Recorded history cannot capture the shape or the scope of thought. Thus, there is a limit to what poetry can do, but in its limitation to reveal, there is ever a possibility to become. Thoughts are transferred everyday from body to body to action to what could be known, what is and what is not.

These thoughts are little cords banding the collective memory, the collective communication. We can choose not to listen as we choose not to read everything that passes before the eyes. It does not penetrate the threshold. The threshold keeps others out, but the cord is there should one wish to follow. The cords are everywhere abounding. They sit in space—ethereal blue passing light through each.

To access a cord is to listen, to focus intently on that cord until it resonates in fullness. The intonation becomes clearer in the mind once absorbed. Fruition is the clarity of the access, of the tone. The grace is movement, the flow of the energy and the sound it conveys. A medium performs, does not seek for words to explain the process, simply enacts the process. A poet is no scribe for the gods.

Memory in a Holographic System

To access truth in a linear, historical context can be understood as both future access and past access. But there is no difference in a nonlinear temporal space. If one has accessed the present and experienced in the present a memory of the past, one can then experience a memory of the future. The present is ever continuing and cannot be separated from itself. At first, the listening may seem sporadic as the body empties itself of the patterns of repetition barring the resonance or the internal ear. Slowly then, the process becomes clearer. Then action can follow without willful precedent. A future memory gains access to the present. To send the future memory to another is poetry. To recollect all thoughts and write them as past. In particulars. The totality of the regime. To command the whole scheme is theory is domination. Paper is the willful recipient of ink, and word is dominated in its space.

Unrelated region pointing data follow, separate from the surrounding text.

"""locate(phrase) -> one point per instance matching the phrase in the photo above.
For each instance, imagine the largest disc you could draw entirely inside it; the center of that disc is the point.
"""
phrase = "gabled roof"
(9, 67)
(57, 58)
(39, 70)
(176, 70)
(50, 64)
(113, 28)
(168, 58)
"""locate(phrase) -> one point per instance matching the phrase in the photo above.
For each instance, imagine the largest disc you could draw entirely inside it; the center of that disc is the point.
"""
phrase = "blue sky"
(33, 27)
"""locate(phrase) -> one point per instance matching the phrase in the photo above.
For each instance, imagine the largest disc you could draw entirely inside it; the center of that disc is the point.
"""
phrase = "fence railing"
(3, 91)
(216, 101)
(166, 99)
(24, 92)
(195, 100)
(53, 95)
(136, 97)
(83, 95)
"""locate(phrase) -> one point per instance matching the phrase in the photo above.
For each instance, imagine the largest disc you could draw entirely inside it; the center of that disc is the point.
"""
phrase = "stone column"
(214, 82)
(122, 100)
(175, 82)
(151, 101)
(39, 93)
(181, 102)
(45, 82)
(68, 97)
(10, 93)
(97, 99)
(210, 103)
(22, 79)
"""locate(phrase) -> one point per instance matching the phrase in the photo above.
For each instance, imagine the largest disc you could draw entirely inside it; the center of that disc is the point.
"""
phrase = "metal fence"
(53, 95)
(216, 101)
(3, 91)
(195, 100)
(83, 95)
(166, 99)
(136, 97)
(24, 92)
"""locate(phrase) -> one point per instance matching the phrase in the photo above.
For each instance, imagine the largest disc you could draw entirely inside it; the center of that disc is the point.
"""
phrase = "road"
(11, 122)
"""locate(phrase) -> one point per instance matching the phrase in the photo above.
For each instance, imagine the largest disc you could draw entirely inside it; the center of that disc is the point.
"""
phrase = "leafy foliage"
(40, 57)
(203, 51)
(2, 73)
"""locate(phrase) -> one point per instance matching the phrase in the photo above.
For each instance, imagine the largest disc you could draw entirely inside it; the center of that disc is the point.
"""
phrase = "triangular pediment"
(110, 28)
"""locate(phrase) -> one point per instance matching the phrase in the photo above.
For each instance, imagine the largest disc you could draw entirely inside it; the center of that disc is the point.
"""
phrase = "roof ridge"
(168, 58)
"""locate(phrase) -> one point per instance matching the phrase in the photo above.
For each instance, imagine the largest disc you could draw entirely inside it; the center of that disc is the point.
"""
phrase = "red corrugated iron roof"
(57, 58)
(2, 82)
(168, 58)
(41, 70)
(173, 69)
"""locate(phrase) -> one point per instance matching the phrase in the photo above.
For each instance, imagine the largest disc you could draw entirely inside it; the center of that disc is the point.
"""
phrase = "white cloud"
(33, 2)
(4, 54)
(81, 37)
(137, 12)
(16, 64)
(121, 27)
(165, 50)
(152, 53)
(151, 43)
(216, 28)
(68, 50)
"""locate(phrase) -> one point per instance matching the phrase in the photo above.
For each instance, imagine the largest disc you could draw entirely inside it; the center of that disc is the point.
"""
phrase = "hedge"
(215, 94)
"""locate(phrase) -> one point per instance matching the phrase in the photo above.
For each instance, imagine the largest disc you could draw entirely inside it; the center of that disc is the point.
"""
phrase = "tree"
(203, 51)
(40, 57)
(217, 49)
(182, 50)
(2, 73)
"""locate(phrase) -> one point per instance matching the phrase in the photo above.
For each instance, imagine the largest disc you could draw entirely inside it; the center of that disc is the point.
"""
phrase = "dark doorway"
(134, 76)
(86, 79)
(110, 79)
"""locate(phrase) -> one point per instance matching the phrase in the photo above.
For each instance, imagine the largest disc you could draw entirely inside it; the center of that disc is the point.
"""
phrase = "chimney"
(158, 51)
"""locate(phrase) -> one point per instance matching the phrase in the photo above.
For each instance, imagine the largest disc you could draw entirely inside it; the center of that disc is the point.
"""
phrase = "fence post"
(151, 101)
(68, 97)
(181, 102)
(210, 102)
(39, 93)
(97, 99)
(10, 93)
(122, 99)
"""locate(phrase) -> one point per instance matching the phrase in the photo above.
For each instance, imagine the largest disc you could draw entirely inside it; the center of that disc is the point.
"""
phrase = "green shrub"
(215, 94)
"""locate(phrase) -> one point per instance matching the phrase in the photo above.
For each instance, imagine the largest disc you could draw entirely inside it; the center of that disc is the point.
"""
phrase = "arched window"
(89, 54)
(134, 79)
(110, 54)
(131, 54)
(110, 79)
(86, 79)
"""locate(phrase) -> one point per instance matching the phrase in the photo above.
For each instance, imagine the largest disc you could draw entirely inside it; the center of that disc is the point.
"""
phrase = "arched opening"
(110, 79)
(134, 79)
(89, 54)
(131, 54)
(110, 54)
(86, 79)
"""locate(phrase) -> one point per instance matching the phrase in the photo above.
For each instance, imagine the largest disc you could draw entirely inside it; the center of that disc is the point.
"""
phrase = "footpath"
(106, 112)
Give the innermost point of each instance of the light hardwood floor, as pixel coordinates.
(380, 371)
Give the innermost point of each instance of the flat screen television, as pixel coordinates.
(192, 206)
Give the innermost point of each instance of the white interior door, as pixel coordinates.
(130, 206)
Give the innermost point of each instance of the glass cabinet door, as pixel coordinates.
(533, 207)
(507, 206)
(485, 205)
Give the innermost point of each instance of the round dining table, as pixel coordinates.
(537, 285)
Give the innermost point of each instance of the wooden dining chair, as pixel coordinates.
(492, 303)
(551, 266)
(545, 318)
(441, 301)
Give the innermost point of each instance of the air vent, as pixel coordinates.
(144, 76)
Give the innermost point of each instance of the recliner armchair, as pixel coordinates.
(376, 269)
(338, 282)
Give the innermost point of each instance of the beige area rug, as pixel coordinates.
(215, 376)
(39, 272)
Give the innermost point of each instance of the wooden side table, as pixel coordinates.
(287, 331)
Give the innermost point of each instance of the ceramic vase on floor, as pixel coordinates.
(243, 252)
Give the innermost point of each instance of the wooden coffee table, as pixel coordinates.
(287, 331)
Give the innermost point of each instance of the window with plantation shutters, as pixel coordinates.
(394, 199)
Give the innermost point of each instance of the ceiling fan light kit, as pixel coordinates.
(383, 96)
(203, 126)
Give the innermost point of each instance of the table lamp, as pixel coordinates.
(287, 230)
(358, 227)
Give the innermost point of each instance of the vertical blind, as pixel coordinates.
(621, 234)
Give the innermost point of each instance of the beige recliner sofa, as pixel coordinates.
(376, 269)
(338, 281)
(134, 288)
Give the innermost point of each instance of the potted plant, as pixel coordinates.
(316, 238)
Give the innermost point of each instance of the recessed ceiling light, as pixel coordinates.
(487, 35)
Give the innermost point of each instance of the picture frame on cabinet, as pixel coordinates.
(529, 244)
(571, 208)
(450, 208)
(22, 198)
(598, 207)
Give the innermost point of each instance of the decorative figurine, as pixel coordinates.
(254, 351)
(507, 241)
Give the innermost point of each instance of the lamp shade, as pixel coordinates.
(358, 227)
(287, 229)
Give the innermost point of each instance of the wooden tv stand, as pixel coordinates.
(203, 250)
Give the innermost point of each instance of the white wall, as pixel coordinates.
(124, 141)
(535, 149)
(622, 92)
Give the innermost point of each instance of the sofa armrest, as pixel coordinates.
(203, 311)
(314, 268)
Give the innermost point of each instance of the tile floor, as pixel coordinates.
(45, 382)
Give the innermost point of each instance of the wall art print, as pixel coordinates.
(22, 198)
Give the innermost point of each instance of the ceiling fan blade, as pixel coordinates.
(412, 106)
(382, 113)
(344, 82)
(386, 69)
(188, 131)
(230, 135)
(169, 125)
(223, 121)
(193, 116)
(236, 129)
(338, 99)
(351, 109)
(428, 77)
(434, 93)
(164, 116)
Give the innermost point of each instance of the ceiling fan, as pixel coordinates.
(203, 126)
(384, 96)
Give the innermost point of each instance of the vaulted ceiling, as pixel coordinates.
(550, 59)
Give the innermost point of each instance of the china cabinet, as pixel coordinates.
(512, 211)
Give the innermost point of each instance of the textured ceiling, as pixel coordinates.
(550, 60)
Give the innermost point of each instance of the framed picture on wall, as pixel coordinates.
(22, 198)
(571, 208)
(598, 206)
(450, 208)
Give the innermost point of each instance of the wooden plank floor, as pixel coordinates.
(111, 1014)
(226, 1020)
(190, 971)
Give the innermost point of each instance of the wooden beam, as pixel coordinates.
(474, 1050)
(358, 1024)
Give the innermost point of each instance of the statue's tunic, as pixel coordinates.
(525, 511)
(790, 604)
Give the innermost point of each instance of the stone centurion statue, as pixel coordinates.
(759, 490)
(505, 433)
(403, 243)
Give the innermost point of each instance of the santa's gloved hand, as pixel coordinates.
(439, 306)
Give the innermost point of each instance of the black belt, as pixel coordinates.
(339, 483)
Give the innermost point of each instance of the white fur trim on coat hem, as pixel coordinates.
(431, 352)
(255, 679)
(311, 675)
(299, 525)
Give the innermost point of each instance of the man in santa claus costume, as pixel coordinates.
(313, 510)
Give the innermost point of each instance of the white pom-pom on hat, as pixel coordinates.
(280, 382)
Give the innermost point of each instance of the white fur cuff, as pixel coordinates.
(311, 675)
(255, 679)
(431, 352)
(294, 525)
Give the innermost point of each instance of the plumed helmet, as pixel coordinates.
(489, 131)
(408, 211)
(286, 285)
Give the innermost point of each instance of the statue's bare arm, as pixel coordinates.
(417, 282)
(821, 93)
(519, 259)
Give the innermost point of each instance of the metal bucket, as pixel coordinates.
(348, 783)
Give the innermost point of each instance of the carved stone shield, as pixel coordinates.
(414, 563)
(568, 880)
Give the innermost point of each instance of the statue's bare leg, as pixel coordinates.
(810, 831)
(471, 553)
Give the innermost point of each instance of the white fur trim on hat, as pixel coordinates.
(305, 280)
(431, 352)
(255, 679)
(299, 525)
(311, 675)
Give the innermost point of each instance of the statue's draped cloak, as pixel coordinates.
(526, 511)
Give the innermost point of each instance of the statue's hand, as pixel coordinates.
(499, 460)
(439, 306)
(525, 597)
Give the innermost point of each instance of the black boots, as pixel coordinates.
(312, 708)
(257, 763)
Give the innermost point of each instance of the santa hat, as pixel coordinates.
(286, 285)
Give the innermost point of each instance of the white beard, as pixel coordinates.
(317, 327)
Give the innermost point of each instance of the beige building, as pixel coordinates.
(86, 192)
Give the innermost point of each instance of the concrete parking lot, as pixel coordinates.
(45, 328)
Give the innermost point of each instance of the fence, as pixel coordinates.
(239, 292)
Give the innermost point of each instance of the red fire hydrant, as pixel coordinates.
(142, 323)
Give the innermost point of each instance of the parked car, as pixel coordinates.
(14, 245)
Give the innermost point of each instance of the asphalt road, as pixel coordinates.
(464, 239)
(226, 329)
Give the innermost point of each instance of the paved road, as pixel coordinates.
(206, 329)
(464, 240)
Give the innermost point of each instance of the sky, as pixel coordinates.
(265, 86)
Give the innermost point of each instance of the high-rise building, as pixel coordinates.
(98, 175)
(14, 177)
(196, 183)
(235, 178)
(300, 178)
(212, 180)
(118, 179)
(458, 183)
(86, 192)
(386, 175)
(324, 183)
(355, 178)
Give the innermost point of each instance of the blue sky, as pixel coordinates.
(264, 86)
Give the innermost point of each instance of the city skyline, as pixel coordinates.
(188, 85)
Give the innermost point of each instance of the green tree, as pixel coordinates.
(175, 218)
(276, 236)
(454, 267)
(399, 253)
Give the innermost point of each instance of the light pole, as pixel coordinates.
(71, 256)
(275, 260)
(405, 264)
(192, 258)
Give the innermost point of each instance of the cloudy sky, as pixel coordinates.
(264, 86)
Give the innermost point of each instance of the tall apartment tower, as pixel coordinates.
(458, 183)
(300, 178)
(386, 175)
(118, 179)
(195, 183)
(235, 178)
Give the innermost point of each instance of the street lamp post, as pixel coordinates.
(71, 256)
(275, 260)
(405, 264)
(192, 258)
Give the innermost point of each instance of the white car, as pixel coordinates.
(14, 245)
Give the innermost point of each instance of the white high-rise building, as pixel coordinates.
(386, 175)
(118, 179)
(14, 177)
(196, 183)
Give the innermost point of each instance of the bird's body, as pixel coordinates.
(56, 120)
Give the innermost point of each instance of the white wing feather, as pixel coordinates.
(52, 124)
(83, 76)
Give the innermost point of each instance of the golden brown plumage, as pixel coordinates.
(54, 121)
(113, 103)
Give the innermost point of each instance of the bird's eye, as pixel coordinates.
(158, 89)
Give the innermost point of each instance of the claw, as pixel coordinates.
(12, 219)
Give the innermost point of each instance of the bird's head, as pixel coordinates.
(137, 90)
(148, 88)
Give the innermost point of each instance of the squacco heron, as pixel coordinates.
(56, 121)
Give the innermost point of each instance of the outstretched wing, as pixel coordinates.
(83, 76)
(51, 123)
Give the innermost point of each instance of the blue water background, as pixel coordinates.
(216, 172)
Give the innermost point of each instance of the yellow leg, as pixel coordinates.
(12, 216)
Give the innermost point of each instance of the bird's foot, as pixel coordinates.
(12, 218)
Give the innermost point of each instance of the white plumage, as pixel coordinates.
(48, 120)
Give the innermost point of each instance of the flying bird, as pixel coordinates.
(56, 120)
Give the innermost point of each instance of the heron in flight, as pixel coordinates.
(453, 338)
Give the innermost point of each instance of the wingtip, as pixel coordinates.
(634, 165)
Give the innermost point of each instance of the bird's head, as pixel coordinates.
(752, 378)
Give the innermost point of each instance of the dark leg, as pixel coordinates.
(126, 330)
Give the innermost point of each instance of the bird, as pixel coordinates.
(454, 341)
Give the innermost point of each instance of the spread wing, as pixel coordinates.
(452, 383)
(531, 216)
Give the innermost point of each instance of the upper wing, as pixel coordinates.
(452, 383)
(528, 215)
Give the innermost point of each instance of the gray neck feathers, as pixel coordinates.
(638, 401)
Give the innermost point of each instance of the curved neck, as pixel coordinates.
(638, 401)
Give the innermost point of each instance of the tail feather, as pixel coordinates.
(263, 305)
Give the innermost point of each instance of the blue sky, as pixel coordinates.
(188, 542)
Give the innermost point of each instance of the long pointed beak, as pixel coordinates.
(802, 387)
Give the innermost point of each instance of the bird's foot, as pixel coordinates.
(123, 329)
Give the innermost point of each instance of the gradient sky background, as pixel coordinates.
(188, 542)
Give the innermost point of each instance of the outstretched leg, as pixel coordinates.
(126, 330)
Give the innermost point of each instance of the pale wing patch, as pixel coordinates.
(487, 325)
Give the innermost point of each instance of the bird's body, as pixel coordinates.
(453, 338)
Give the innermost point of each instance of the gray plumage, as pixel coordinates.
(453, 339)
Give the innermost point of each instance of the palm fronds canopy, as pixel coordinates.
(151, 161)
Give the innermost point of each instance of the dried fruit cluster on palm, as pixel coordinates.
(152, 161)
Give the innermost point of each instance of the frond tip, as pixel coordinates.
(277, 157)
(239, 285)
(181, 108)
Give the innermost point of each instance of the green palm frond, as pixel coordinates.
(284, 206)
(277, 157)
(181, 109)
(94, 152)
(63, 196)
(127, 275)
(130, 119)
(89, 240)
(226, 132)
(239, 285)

A performance by Alifair Skebe at the Fuze Box, Albany, NY on March 19, 2004

Photo by Dan Wilcox

Dressed in the Greek theatrical style imitative of the Apollonian priestess, Alifair Skebe wore a white gauze mask and long black dress to perform “Prophesy.” Beside her on stage stood a small gauze sculpture “The Grotto,” internally lit by a work light and painted in black lettering the text of her poem “Pythian Priestess Addresses Apollo.” Chicken bones hung from the top of the cave, representative of a kind of scrying tool. Audience members were invited to look inside the sculpture and to feel free to touch it. The vibrant, image-driven poems in “Prophesy” explored themes of voice and subjectivity while considering also poetic inspiration as metaphysical suggestion and the Greek’s understanding of the gods’ influence in the role of the poet. In the poems, a persona speaks back to the gods, and in particular, male gods who inhabit, speak for, and otherwise control their human constituency.

List of Poems:

Pythian Priestess Addresses Apollo
Madwoman, a poem after Max Ernst’s Painting for Young People
From Purgatory Chasm to Providence
The Sea Storm
La Faiseuse d’Anges
The Moon
Geist and Sein

“The Grotto,” an original sculpture by Alifair Skebe.

Photo by Dan Wilcox

The poems from “Prophesy” are unpublished and part of a larger body of work entitled Eros and Consciousness, A Creation Myth. Based on the concept of thresholds or borders of cultural identity and modern metaphysics, the poems in the book redefine and remythologize in an attempt to create modern myths in the retelling of myths that continue to permeate modern society. The loss of pre-scientific myth has rendered the world meaningless for many people, thusly many turn to fundamentalism for its dogma to make sense of the world. The poems seek to answer the questions: what is spirituality, what is a spiritual journey, what is a prophet, what is intuition, how might one envision a spiritual body, and what is the body?